Flieger, grüß' mir die Sonne, grüß' mir die Sterne und grüß' mir den Mond. Dein Leben, das ist ein Schweben, durch die Ferne, die keiner bewohnt! - Hans Albers, F.P.1 antwortet nicht (Adaptation in the 80s: Extrabreit)

Sunday 27 March 2016

Sagitta crash exercises

My tourist cruiser, the Sagitta, has finally finished its observation exercise and gets ready to land on Mün. Simple routine...

Here we go. BTW, must those craters be everywhere?

Just made it to the ridge of a crater, for a flat enough landing surface. But what is this? The vessel tumbles and falls, even though I am sure I had horizontal velocity in the 0.x area!

Reload, next try! Killing horizontal velocity.

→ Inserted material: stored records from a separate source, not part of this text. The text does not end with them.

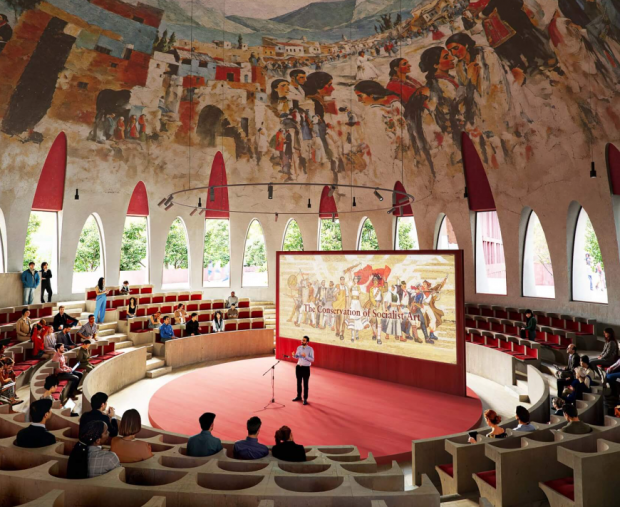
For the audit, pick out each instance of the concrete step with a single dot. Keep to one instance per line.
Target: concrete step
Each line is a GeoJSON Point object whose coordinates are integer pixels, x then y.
{"type": "Point", "coordinates": [158, 372]}
{"type": "Point", "coordinates": [519, 391]}
{"type": "Point", "coordinates": [154, 363]}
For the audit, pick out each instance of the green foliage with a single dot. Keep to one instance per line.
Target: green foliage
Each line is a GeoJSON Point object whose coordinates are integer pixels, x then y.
{"type": "Point", "coordinates": [369, 239]}
{"type": "Point", "coordinates": [134, 245]}
{"type": "Point", "coordinates": [88, 255]}
{"type": "Point", "coordinates": [20, 6]}
{"type": "Point", "coordinates": [217, 243]}
{"type": "Point", "coordinates": [406, 237]}
{"type": "Point", "coordinates": [330, 238]}
{"type": "Point", "coordinates": [293, 241]}
{"type": "Point", "coordinates": [31, 252]}
{"type": "Point", "coordinates": [255, 252]}
{"type": "Point", "coordinates": [176, 254]}
{"type": "Point", "coordinates": [592, 246]}
{"type": "Point", "coordinates": [164, 44]}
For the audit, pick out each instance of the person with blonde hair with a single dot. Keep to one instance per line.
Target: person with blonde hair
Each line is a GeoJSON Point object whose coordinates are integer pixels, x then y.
{"type": "Point", "coordinates": [126, 447]}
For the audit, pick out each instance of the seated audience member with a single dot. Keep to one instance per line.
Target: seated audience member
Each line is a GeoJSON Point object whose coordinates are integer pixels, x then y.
{"type": "Point", "coordinates": [579, 386]}
{"type": "Point", "coordinates": [23, 326]}
{"type": "Point", "coordinates": [529, 330]}
{"type": "Point", "coordinates": [523, 418]}
{"type": "Point", "coordinates": [286, 449]}
{"type": "Point", "coordinates": [132, 308]}
{"type": "Point", "coordinates": [204, 443]}
{"type": "Point", "coordinates": [153, 322]}
{"type": "Point", "coordinates": [565, 373]}
{"type": "Point", "coordinates": [36, 435]}
{"type": "Point", "coordinates": [193, 326]}
{"type": "Point", "coordinates": [87, 458]}
{"type": "Point", "coordinates": [610, 350]}
{"type": "Point", "coordinates": [558, 406]}
{"type": "Point", "coordinates": [180, 314]}
{"type": "Point", "coordinates": [89, 330]}
{"type": "Point", "coordinates": [217, 324]}
{"type": "Point", "coordinates": [100, 412]}
{"type": "Point", "coordinates": [126, 447]}
{"type": "Point", "coordinates": [232, 313]}
{"type": "Point", "coordinates": [166, 332]}
{"type": "Point", "coordinates": [232, 300]}
{"type": "Point", "coordinates": [492, 420]}
{"type": "Point", "coordinates": [64, 336]}
{"type": "Point", "coordinates": [39, 332]}
{"type": "Point", "coordinates": [250, 448]}
{"type": "Point", "coordinates": [50, 386]}
{"type": "Point", "coordinates": [62, 320]}
{"type": "Point", "coordinates": [64, 372]}
{"type": "Point", "coordinates": [7, 377]}
{"type": "Point", "coordinates": [574, 426]}
{"type": "Point", "coordinates": [83, 356]}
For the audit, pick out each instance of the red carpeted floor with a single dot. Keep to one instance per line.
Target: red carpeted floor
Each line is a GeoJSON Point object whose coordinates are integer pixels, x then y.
{"type": "Point", "coordinates": [376, 416]}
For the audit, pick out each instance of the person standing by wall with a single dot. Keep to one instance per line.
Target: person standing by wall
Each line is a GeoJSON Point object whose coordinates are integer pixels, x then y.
{"type": "Point", "coordinates": [30, 281]}
{"type": "Point", "coordinates": [46, 282]}
{"type": "Point", "coordinates": [102, 297]}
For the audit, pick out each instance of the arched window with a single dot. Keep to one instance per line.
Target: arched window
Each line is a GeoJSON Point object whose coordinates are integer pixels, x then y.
{"type": "Point", "coordinates": [537, 270]}
{"type": "Point", "coordinates": [255, 257]}
{"type": "Point", "coordinates": [490, 261]}
{"type": "Point", "coordinates": [446, 239]}
{"type": "Point", "coordinates": [90, 256]}
{"type": "Point", "coordinates": [406, 234]}
{"type": "Point", "coordinates": [42, 232]}
{"type": "Point", "coordinates": [216, 259]}
{"type": "Point", "coordinates": [589, 282]}
{"type": "Point", "coordinates": [293, 242]}
{"type": "Point", "coordinates": [367, 239]}
{"type": "Point", "coordinates": [176, 257]}
{"type": "Point", "coordinates": [330, 238]}
{"type": "Point", "coordinates": [134, 244]}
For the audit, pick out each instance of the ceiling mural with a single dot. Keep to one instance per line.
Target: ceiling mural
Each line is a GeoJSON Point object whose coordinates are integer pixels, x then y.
{"type": "Point", "coordinates": [362, 91]}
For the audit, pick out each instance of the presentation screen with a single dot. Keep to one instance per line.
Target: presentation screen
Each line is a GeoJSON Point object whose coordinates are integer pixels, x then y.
{"type": "Point", "coordinates": [390, 303]}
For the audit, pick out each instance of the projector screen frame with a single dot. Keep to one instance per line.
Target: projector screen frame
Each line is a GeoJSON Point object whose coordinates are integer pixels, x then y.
{"type": "Point", "coordinates": [433, 375]}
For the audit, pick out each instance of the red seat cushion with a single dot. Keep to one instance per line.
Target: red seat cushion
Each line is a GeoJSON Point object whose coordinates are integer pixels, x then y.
{"type": "Point", "coordinates": [488, 477]}
{"type": "Point", "coordinates": [449, 469]}
{"type": "Point", "coordinates": [564, 486]}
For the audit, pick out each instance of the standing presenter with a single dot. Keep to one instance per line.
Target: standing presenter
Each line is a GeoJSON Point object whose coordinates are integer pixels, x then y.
{"type": "Point", "coordinates": [305, 357]}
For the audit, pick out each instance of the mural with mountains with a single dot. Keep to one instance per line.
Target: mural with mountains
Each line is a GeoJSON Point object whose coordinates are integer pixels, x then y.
{"type": "Point", "coordinates": [320, 21]}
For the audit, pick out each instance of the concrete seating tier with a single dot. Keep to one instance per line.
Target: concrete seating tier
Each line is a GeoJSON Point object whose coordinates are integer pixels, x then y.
{"type": "Point", "coordinates": [521, 471]}
{"type": "Point", "coordinates": [333, 475]}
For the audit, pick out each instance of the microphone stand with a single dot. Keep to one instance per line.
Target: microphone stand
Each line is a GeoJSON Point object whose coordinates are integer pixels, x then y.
{"type": "Point", "coordinates": [273, 386]}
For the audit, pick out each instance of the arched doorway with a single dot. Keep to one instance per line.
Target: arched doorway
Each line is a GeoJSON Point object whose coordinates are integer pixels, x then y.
{"type": "Point", "coordinates": [210, 124]}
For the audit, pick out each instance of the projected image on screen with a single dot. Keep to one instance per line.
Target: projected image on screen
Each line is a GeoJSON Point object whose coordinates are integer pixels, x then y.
{"type": "Point", "coordinates": [395, 304]}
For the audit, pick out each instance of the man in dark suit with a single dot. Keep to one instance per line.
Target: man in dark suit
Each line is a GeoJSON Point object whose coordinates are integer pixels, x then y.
{"type": "Point", "coordinates": [36, 435]}
{"type": "Point", "coordinates": [566, 374]}
{"type": "Point", "coordinates": [100, 412]}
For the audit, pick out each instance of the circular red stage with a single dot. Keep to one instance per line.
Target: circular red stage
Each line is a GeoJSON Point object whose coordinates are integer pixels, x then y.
{"type": "Point", "coordinates": [376, 416]}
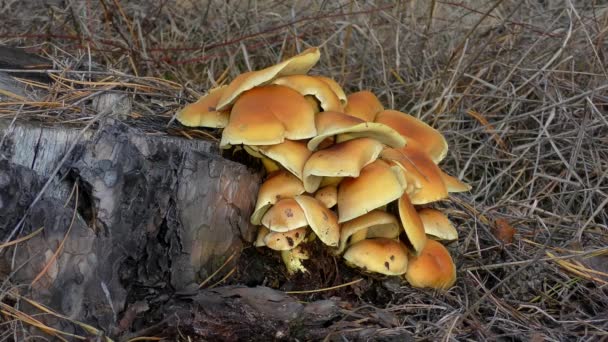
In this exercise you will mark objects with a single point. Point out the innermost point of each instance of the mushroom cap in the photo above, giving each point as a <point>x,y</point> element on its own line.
<point>363,105</point>
<point>378,184</point>
<point>321,220</point>
<point>429,139</point>
<point>433,268</point>
<point>335,87</point>
<point>292,155</point>
<point>420,171</point>
<point>412,224</point>
<point>286,240</point>
<point>299,64</point>
<point>333,123</point>
<point>309,85</point>
<point>202,113</point>
<point>437,224</point>
<point>376,223</point>
<point>453,184</point>
<point>340,160</point>
<point>278,185</point>
<point>267,115</point>
<point>285,215</point>
<point>380,255</point>
<point>327,195</point>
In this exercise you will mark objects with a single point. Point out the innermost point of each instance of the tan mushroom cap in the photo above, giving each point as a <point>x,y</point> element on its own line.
<point>292,155</point>
<point>299,64</point>
<point>281,184</point>
<point>412,224</point>
<point>376,223</point>
<point>379,255</point>
<point>284,215</point>
<point>363,105</point>
<point>453,184</point>
<point>328,195</point>
<point>309,85</point>
<point>202,113</point>
<point>321,220</point>
<point>420,171</point>
<point>429,139</point>
<point>286,240</point>
<point>378,184</point>
<point>433,268</point>
<point>334,123</point>
<point>437,224</point>
<point>340,160</point>
<point>267,115</point>
<point>335,87</point>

WTF. The four spaced engines do not seem to provide for a stable basis as I had assumed!

Next try!

... uh, well. This time I had a touchdown at about 9m/s. The nuclear engines supposedly are rated for 12 m/s, and that for normal gravity, not the weak Münar gravity. Bt I finally realize the culprit for my failures: The engine nacelles are victim to the wet-noodle effect. Apparently, the game treats them only as fixed at the top, which makes them swagger and topple the whole vessel even at the slightest impact down at the other end, where the engines are. Damn, I should have used some struts!

Like this, the construction is basically a failure concerning landings, making those a high risk effort. But I am glad having verified that it is not entirely the fault of my crappy piloting.
I finally manage. Heff.

Next waypoint: Minmus. DeltaV is not as plenty as I had hoped, so here I try for a direct transfer to Minmus from Mün. This saves me about 500 deltaV, compared to a transfer from low Kerbin orbit, with an only slightly longer travel time.

Sometimes, game sessions pass very quickly when confronted with a bottleneck-like failure like today.